Po kilku minutach pojawiła się z powrotem, a obok niej dreptał dyrektor, brzuchaty pan Graph. Widać było, że jest zachwycony tą wizytą: trząsł czerwonymi, nalanymi policzkami, przymilał się, spijał wręcz słowa z ust Frei. Zaprowadził ją do tablicy na głównym korytarzu, jak zwykle pełnej informacji, które nikogo nie obchodziły – wisiały tam plakaty szkolnych przedstawień, ogłoszenia o zgubionych telefonach, o różnych odczytach… Dyrektor zrobił trochę wolnego miejsca i podał jej pinezkę, a ona (wciąż w czapce, ale już bez ciemnych okularów) przypięła do tablicy kartkę. Zamieniwszy jeszcze parę słów z panem Graphem, który ewidentnie upajał się każdą chwilą tej rozmowy, założyła z powrotem okulary i wyszła.
Kiedy pod tablicą nie było już nikogo, podeszłam szybko, nie spuszczając wzroku ze zwyczajnej białej kartki, którą tam zawiesiła. Było to ogłoszenie wydrukowane standardową czcionką Times New Roman.
Warsztaty ceramiczne
Nauczysz się toczyć, szkliwić i wypalać
w zacisznej domowej pracowni.
Stworzysz piękne kubki, misy i wazony.
100 dolarów za 10 lekcji.
Kontakt: Freya Light
Udając, że robię to tylko tak sobie, wyjęłam telefon, żeby pstryknąć zdjęcie kartki, i w tej samej chwili dzwonek ogłosił koniec przerwy obiadowej.
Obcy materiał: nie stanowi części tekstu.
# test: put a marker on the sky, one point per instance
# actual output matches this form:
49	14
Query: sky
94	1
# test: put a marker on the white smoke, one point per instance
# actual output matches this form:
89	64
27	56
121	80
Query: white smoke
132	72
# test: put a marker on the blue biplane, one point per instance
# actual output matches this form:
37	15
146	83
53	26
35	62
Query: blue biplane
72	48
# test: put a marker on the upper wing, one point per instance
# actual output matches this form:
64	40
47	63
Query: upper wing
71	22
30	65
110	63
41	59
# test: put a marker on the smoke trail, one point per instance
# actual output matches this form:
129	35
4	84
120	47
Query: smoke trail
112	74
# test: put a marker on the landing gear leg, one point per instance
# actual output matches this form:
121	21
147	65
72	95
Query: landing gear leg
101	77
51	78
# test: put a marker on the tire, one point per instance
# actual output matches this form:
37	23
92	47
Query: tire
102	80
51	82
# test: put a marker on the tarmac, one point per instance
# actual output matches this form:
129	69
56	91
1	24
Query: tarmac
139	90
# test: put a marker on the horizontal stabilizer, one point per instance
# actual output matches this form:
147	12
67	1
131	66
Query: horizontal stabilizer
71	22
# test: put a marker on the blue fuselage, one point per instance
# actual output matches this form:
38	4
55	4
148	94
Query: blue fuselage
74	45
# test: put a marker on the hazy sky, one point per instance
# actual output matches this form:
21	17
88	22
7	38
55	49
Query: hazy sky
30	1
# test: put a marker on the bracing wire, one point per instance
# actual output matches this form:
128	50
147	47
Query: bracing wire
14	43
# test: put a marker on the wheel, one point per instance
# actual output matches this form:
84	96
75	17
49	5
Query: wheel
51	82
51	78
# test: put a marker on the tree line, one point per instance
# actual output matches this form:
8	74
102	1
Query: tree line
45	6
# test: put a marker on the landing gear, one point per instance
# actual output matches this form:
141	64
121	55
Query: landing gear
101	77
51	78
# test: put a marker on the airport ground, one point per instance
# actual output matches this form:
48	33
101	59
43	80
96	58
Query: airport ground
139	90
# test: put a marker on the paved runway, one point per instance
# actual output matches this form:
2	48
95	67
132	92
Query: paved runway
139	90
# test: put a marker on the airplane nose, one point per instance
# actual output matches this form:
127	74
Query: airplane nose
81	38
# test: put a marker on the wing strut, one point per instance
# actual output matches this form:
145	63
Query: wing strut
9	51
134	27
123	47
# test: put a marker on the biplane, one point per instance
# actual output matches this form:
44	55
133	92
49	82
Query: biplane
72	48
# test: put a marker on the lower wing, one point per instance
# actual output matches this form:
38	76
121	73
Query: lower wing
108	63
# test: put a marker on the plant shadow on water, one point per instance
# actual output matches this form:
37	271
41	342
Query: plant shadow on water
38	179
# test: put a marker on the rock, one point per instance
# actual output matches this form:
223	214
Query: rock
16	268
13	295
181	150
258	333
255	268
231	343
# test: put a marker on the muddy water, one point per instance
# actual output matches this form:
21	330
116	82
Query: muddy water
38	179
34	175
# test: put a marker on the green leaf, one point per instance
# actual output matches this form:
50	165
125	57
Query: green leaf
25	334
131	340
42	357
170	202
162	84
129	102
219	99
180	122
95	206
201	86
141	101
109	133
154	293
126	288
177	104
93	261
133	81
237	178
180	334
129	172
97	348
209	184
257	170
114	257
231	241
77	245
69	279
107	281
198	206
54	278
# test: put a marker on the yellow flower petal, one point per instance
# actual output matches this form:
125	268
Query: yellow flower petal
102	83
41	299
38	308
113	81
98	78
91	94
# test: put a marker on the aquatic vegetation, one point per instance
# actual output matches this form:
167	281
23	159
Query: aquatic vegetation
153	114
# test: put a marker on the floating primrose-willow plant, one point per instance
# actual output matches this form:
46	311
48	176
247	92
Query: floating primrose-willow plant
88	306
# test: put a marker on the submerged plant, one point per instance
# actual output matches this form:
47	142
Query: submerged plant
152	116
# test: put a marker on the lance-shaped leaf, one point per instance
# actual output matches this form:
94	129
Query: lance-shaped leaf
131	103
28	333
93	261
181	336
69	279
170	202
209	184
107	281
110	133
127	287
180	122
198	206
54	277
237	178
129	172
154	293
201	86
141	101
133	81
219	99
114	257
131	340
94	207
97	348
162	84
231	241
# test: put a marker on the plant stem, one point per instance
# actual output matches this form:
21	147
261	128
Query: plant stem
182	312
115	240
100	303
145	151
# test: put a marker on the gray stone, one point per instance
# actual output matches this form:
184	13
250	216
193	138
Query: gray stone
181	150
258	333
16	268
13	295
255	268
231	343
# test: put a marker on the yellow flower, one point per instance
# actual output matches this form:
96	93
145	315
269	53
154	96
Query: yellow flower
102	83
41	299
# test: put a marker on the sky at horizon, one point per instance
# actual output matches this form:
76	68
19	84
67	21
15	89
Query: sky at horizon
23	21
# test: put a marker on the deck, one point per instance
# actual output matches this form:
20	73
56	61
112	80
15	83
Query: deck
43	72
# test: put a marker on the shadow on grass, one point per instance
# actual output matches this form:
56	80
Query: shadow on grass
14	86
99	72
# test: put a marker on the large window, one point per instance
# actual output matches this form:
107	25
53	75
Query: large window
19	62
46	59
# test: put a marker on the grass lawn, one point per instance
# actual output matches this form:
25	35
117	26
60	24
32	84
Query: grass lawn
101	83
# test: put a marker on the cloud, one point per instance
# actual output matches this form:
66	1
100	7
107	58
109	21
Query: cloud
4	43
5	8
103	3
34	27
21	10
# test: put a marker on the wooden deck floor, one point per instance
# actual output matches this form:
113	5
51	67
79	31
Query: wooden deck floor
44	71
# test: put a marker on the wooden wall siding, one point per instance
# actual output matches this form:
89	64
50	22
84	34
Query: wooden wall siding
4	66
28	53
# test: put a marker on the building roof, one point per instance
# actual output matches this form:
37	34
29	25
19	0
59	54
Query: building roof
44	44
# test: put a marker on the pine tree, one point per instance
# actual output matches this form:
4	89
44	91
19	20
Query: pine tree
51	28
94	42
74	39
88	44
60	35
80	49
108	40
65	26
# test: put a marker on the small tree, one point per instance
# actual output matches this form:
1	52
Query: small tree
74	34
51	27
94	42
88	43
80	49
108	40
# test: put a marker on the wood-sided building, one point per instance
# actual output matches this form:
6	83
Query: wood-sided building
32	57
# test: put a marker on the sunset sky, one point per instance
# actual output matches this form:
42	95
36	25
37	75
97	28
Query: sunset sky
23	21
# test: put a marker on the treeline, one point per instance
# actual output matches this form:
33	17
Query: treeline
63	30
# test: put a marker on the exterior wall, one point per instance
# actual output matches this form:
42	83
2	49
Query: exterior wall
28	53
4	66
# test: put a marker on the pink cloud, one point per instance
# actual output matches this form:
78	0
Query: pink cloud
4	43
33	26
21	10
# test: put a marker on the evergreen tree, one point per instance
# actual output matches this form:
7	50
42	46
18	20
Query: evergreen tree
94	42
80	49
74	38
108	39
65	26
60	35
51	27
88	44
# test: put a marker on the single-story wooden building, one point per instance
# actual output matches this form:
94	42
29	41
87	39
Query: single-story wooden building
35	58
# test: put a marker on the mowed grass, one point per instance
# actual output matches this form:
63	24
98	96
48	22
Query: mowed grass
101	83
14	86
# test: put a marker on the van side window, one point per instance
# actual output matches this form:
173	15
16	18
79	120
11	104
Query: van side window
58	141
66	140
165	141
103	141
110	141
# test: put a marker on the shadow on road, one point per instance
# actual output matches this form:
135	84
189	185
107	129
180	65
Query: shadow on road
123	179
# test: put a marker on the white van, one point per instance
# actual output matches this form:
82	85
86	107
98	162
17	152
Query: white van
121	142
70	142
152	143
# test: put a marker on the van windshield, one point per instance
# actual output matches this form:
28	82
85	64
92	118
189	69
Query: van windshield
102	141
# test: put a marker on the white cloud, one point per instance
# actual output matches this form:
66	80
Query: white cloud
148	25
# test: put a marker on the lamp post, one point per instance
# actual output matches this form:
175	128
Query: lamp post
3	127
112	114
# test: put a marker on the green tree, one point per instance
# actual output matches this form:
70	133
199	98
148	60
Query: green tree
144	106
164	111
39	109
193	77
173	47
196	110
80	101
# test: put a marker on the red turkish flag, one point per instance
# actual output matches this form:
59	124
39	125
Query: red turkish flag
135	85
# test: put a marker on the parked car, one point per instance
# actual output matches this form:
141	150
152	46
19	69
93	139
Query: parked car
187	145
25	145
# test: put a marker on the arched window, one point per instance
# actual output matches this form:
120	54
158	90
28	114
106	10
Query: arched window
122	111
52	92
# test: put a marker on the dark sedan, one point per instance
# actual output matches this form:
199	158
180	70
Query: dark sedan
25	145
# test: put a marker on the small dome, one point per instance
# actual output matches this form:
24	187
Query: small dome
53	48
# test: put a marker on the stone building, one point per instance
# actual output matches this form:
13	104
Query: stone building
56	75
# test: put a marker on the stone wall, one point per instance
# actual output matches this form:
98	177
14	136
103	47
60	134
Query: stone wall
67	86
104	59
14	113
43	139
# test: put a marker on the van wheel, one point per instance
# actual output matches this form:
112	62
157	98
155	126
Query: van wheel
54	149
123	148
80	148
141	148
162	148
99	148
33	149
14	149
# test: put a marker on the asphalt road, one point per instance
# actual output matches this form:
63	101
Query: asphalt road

Napisałam do Frei dopiero dwa dni później, nie chciałam, aby się zorientowała, że widziałam, jak wiesza ogłoszenie, i od razu zanotowałam sobie jej namiary. I że od tamtej pory bez przerwy o niej myślałam. Wiem, to brzmi, jakbym była zboczona, ale nie o to chodzi. Po prostu miałam wyjątkowo nudne życie. Żadnych znajomych, żadnego naprawdę absorbującego hobby, żadnych zajęć pozaszkolnych. Za to obowiązków w domu – mnóstwo. Moi rodzice mieli małe gospodarstwo, a w nim stadko kur, dwie kozy i świnię. Zawsze było co robić: a to zanieść paszę, a to podebrać jajka, a to porąbać drewno na podpałkę. Gdy tylko próbowałam wymknąć się do pokoju, żeby obejrzeć sobie coś na Netflixie, mama od razu wołała mnie do pomocy. Była księgową i pracowała w domu, ale miała obsesję na punkcie przetworów. Brzoskwinie, fasola szparagowa, ogórki konserwowe, kimchi, tarte jabłka… Jakbyśmy koniecznie musieli mieć w domu zapasy na wojnę jądrową.
Czasami uciekałam na plażę albo do lasu i fotografowałam foki, drewno wyrzucone na brzeg, ptaki i drzewa. Pan Pelman, który prowadził zajęcia z fotografii, mówił, że mam dobre oko, i nawet pozwalał mi wypożyczać aparaty ze szkolnej pracowni, a był to przywilej zarezerwowany dla członków klubu przygotowującego klasowe księgi pamiątkowe. Kiedy nie miałam aparatu, robiłam zdjęcia telefonem. Przez obiektyw można zobaczyć świat inaczej, bardziej intymnie, i to mi się podobało. To było moje jedyne hobby. Robiąc zdjęcia, miałam czas na myślenie. A moje myśli przez dwa ostatnie dni krążyły wokół Frei.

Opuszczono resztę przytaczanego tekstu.